In the process of preparing to move The Citizen’s office, I recently took on a project of nostalgia.
I took over operation of this newspaper more than two years ago and inherited my fair share of items. Some of them I plan to hold onto, while others have been systematically removed in an effort to downsize and clear out clutter.
In my experience, newspaper offices are charmingly disheveled — a product of often living and working in our environment with little time left to clean up our surroundings. What you see as a potential warning sign of hoarding, I see as organized chaos where I know exactly where to find what I’m looking for.
I often cringe when allowing others to enter my workspace.
Papers pile up in all corners of the desk; notebooks litter the landscape.
I work at an office in name only.
Beyond the mess I’ve helped create, I became the guardian of many other increasingly antiquated tools of the newspaper business. I have rollers from when glue and paper were used to assemble newspaper pages. There’s countless large, bound blue editions of the “Official Manual: State of Missouri” dating back decades on the bookshelf behind me.
I’ve thrown out paperwork on advertisements taken out before I was born. (1983 for those trying to venture a guess). We’ve rid ourselves an industrial paper cutter, likely built during the industrial revolution.
The tasks have been as frustrating as they are tedious.
Most recently, I decided to downsize the collection of old photographs and negatives for a few reasons. For one, you can take a picture of the old newsprint that’s just as quality as scanning an old image, and I’m not sure pharmacies and the like even develop actual negatives anymore.
Not to mention the collection probably couldn’t be sorted into any meaningful order, and the subjects of the photographs become harder and harder to identify every day.
However, I did take some time to sift through a bit of the collection.

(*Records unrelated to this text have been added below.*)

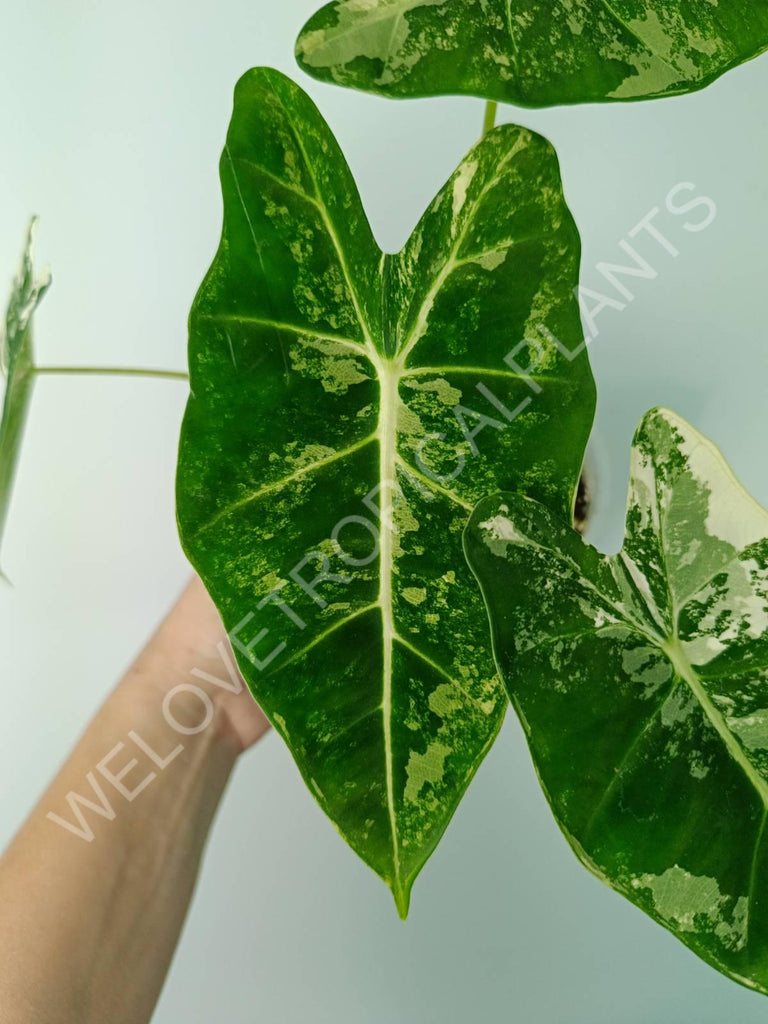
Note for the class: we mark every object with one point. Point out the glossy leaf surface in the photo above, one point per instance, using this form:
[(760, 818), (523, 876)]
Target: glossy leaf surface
[(336, 441), (531, 54), (16, 364), (641, 680)]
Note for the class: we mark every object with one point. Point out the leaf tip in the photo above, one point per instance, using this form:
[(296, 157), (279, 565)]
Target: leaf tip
[(401, 899)]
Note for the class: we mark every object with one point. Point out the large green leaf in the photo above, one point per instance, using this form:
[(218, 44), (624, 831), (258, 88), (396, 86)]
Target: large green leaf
[(532, 54), (320, 368), (16, 363), (641, 680)]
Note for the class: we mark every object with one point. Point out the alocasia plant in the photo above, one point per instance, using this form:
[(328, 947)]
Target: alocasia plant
[(348, 408), (641, 680), (16, 363), (532, 54)]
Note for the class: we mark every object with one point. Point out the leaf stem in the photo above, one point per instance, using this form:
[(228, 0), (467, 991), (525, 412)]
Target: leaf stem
[(115, 372), (489, 120)]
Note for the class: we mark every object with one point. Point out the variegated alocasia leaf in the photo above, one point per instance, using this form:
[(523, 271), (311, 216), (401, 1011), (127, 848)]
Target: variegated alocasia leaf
[(641, 680), (532, 54), (16, 364), (348, 409)]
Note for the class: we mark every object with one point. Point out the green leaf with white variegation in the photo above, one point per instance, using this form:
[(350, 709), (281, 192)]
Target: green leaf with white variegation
[(348, 409), (641, 680), (16, 364), (531, 54)]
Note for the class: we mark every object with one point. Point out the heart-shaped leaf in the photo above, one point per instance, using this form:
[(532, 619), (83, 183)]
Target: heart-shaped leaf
[(532, 54), (641, 680), (348, 408), (16, 363)]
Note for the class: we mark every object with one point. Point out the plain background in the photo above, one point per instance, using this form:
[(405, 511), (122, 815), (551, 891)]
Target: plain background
[(113, 118)]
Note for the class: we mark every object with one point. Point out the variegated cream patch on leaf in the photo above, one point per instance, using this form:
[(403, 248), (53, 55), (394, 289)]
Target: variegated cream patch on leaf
[(532, 54), (16, 365), (348, 409), (641, 680)]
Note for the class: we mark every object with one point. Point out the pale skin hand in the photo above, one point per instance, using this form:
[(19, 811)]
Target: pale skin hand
[(88, 929)]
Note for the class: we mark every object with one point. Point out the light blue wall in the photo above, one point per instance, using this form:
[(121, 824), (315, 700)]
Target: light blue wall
[(113, 116)]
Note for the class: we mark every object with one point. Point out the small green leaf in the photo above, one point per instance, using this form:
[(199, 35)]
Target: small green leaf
[(531, 54), (331, 381), (641, 680), (16, 364)]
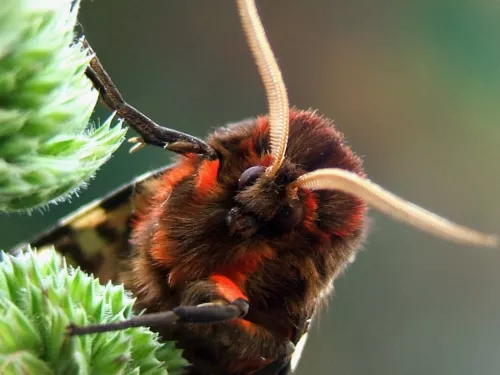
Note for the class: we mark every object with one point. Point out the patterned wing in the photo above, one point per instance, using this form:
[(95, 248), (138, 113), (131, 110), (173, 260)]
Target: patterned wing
[(95, 237)]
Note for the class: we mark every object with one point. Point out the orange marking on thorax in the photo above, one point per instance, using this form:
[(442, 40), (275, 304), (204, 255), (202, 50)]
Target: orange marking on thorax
[(227, 288), (240, 269), (310, 215), (207, 177), (160, 243)]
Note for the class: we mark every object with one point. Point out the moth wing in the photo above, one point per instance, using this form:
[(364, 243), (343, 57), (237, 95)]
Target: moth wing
[(95, 237)]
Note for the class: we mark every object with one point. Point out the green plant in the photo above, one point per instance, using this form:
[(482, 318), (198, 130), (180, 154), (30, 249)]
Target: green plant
[(47, 149), (40, 296)]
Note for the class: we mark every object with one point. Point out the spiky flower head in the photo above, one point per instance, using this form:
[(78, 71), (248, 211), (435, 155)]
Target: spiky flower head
[(40, 296), (47, 149)]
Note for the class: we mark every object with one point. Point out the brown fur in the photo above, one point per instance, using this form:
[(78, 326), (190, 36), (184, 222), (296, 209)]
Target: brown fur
[(174, 236), (283, 273)]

I managed to find a good portion of the archive coincided with my time in school so I rescued a lot of the photographs to keep for myself or to share with friends. I did this because I didn’t want all of that forgettable history to be lost — outside of those hanging on to old newspaper clippings in an attic box.

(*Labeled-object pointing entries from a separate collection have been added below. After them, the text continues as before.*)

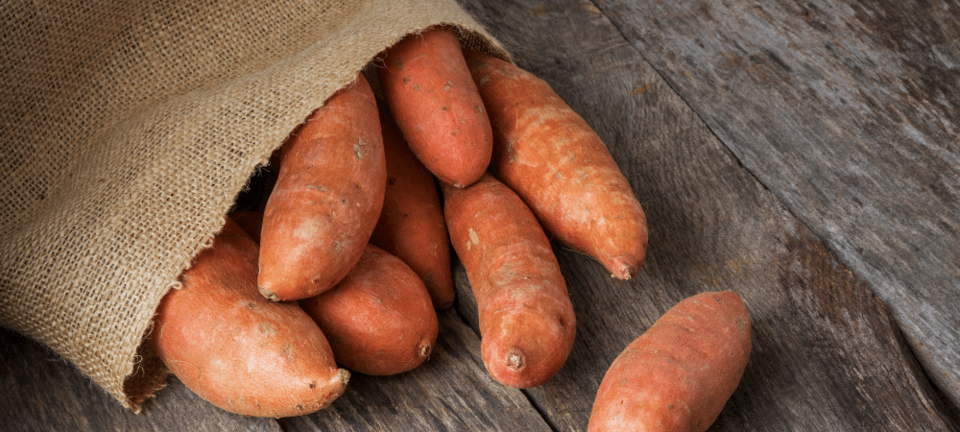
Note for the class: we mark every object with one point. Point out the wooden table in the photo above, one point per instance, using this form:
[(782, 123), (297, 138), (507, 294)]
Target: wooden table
[(803, 154)]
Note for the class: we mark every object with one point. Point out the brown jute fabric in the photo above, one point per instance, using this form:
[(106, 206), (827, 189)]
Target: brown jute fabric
[(129, 127)]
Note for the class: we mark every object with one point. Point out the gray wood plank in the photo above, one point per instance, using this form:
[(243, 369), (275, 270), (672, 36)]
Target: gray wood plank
[(42, 392), (849, 111), (449, 392), (827, 354)]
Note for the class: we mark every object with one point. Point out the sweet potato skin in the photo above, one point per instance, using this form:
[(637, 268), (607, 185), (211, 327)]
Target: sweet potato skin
[(678, 375), (551, 157), (411, 224), (327, 199), (434, 100), (527, 324), (238, 350), (379, 319)]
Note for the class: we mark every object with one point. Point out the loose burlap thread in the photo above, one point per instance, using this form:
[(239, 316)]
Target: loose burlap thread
[(128, 129)]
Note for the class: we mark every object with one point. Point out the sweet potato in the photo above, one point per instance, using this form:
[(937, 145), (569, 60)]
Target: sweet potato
[(677, 375), (527, 325), (411, 224), (434, 100), (327, 198), (238, 350), (379, 319), (552, 158)]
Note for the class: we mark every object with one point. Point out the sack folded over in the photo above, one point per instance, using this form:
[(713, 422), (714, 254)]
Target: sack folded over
[(128, 129)]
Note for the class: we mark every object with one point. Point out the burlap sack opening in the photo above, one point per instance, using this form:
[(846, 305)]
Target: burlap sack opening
[(128, 129)]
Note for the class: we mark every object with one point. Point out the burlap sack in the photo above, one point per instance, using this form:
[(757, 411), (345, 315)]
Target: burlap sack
[(129, 127)]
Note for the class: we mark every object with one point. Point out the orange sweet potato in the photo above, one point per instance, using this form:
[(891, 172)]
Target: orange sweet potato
[(552, 158), (327, 198), (677, 375), (434, 100), (527, 324), (411, 224), (238, 350), (379, 319)]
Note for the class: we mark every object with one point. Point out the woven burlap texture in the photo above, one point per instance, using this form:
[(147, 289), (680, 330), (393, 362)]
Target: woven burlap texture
[(128, 129)]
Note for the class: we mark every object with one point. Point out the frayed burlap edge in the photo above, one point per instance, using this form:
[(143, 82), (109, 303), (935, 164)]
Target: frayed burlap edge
[(109, 349)]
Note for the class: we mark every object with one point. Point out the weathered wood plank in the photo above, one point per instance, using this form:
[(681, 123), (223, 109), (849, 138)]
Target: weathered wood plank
[(450, 392), (42, 392), (849, 111), (827, 354)]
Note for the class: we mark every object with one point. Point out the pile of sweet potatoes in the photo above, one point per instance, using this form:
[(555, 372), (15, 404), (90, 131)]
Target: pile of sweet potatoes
[(351, 256)]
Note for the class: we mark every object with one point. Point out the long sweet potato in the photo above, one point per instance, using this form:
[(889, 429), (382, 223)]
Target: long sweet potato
[(238, 350), (379, 319), (677, 375), (411, 224), (327, 199), (552, 158), (434, 100), (527, 324)]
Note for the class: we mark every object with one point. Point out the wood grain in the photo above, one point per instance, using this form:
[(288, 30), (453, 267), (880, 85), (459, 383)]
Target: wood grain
[(827, 353), (449, 392), (849, 112), (42, 392)]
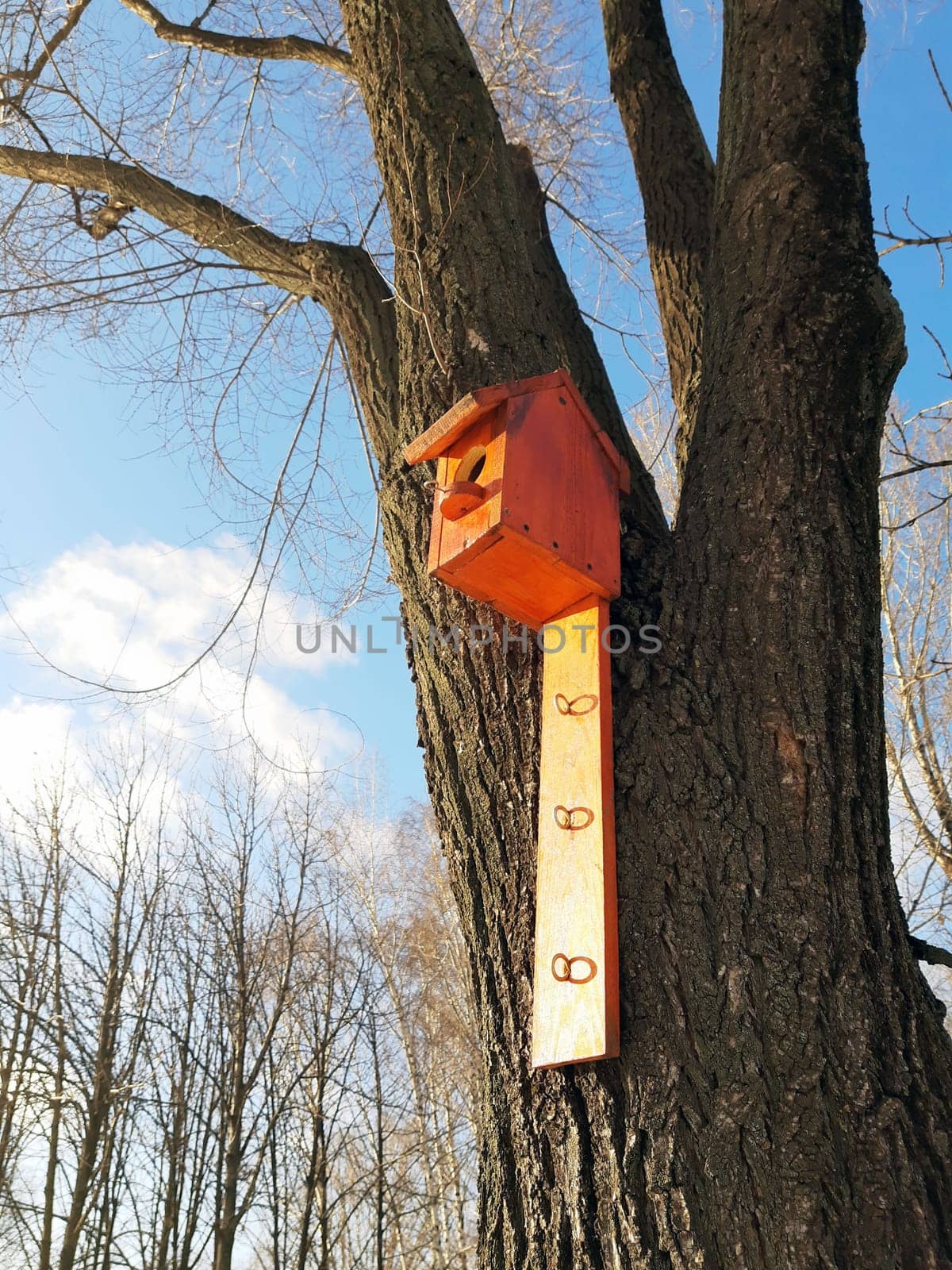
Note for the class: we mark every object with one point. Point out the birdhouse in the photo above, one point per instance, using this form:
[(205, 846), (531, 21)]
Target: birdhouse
[(526, 518), (526, 512)]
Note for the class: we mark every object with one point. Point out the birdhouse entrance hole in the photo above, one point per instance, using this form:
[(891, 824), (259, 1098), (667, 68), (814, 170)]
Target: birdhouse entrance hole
[(471, 464)]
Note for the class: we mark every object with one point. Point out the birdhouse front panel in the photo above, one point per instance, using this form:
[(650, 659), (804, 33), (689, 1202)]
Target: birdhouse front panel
[(526, 514)]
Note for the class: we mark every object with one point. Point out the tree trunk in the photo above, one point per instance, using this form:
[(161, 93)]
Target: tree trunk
[(785, 1086)]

At this point, those are probably lost, too, in reality.
Some of the most important photos to me — no, not the rubber-banded stack of senior photos used to create old graduation special sections — were photos from Platte County’s run of state championships in football (2000-2002).

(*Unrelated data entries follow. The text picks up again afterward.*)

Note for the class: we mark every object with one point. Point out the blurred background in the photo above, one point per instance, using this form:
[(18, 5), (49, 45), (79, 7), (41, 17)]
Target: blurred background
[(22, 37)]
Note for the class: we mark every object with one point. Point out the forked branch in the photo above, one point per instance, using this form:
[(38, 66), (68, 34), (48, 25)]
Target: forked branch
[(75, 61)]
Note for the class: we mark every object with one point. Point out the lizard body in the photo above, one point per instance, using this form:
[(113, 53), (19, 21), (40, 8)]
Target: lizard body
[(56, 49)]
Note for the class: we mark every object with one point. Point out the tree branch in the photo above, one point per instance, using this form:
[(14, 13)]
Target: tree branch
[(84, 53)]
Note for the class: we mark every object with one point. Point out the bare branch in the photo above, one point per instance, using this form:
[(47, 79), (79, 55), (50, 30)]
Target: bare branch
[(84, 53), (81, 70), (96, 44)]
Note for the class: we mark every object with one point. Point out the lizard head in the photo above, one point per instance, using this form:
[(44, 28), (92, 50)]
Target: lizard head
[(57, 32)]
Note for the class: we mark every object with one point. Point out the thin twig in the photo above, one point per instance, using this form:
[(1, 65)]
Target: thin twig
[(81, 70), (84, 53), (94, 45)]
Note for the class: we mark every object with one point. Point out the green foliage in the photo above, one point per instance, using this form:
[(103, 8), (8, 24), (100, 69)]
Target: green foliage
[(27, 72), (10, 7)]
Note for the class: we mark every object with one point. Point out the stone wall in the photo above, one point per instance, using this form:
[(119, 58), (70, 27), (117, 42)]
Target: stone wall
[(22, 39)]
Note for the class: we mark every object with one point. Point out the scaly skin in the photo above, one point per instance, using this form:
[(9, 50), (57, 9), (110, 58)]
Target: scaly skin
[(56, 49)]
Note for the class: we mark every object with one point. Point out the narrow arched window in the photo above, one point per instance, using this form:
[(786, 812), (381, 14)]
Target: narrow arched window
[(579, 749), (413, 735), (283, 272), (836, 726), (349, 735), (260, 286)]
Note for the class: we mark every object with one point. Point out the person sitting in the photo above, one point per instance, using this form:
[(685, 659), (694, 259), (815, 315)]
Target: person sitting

I was a senior for the first; my brother a junior for the last.
I browsed through forgotten memories and reminisced on a simpler time — before cell phones and social media. These photographs were on my mind when Platte County rolled through Harrisonville on Friday. This marks one of the best editions for the program in recent memory, one that appears to have a legitimate shot of making a run.
I wonder how this current group of players, students and fans will remember this season.
Will they scour the internet 15 years from now looking for links to old photo galleries? Will they see them and remember the moments now captured and archived in digital format?
Maybe I’ll receive a call — one taken at our new office located at 812 Third Street in Platte City — asking me to dig through old files for a photo. Could be one he or she remembers seeing or one he or she didn’t know existed.
I can’t imagine anyone is keeping a running record of selfies and Snapchats.
I’m lucky to have access to these types of memories. I can tell you that I’m glad I saved some of these old photos from destruction, even if countless others are now history.
One item going with me when we move later this month: an old pasteboard of the first article I ever did for The Citizen: November 29, 2000 publication date, part of the edition honoring Platte County’s first state championship football team.
The yellowed, gnarled piece of posterboard probably looks like trash to others but will always be my treasure.